Re: [BUGS] Status of issue 4593 - Mailing list pgsql-hackers

From Tom Lane
Subject Re: [BUGS] Status of issue 4593
Date
Msg-id 3338.1231785328@sss.pgh.pa.us
Whole thread Raw
In response to Re: [BUGS] Status of issue 4593  ("Robert Haas" <robertmhaas@gmail.com>)
Responses Re: [BUGS] Status of issue 4593
Re: [BUGS] Status of issue 4593
List pgsql-hackers
"Robert Haas" <robertmhaas@gmail.com> writes:
> On Mon, Jan 12, 2009 at 8:32 AM, Tom Lane <tgl@sss.pgh.pa.us> wrote:
>> That code has been working like this for eight or ten years now and this
>> is the first complaint, so taking away functionality on the grounds that
>> someone might happen to update the ordering column doesn't seem like the
>> answer to me.

> If the only case where ORDER BY + FOR UPDATE are not strictly
> compatible is when the columns being updated are the same as the
> columns of the sort, a blanket prohibition against using the two
> together seems like it prohibits an awful lot of useful things someone
> might want to do.

Exactly.

> Saying that you can run the query a second time as
> a workaround so there's no loss of functionality is true only if you
> accept the proposition that performance is not a requirement.

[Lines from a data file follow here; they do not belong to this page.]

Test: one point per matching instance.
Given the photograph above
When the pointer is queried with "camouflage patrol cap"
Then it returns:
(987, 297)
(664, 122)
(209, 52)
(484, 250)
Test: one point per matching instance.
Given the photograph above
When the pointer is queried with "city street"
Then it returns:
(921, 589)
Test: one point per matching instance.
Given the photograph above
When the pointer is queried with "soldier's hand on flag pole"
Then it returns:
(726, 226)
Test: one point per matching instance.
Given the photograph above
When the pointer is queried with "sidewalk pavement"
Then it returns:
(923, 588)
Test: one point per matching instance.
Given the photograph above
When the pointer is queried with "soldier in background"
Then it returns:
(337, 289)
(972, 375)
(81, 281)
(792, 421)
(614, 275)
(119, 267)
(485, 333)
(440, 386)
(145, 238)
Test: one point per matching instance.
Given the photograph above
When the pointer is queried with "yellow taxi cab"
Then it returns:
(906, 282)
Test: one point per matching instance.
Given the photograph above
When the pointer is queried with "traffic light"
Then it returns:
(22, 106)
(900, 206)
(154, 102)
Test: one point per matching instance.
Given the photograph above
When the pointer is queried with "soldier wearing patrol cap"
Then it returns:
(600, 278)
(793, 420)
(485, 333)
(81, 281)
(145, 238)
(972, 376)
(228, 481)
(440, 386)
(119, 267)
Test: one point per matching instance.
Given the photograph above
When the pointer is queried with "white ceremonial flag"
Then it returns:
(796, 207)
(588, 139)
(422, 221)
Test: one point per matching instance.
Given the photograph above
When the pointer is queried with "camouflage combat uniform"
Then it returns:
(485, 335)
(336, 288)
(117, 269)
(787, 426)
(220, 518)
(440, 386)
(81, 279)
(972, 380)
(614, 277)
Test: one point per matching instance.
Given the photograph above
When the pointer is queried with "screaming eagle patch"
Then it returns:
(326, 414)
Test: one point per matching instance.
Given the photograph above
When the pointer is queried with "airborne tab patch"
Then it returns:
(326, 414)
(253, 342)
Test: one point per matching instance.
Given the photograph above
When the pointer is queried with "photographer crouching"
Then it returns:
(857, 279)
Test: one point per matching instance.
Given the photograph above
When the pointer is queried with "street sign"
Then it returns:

Right, and also I'm unconvinced that it is really equivalent.  If you've
got something like an ORDER BY LIMIT and the ordering columns are
changing, you may very well get a different set of rows from the second
query ... not all of which got locked the first time, so there's going
to be some tail-chasing involved there.

A re-sort after locking doesn't really make things all nice and
intuitive either.  Suppose that the values of X are 10,20,30,40,50
and we do SELECT ... ORDER BY x LIMIT 3 FOR UPDATE.  Concurrently
someone updates the 20 to 100.  The existing code locks the 10,20,30
rows, then notices the 20 got updated to 100, and returns you
10,100,30.  If it re-sorted you would get 10,30,100, but on what
grounds is that the correct answer and not 10,20,40?  If you want
to argue that 10,20,40 is the correct answer, how are you going to
arrive at it without locking more rows than are returned?

And just to bend your brain a bit more, what if the same update command
that changed 20 to 100 also changed 50 to 1?  Surely if we take the one
row change into account in determining the sort order, we ought to
notice that one too.  However, we aren't even going to *see* that row
unless we traverse the entire table.

I think the behavior Lee is expecting is only implementable with a
full-table write lock, which is exactly what FOR UPDATE is designed
to avoid.  There are certain properties you don't get with a partial
lock, and in the end I think we can't do much except document them.
We have LOCK TABLE for those who need the other behavior.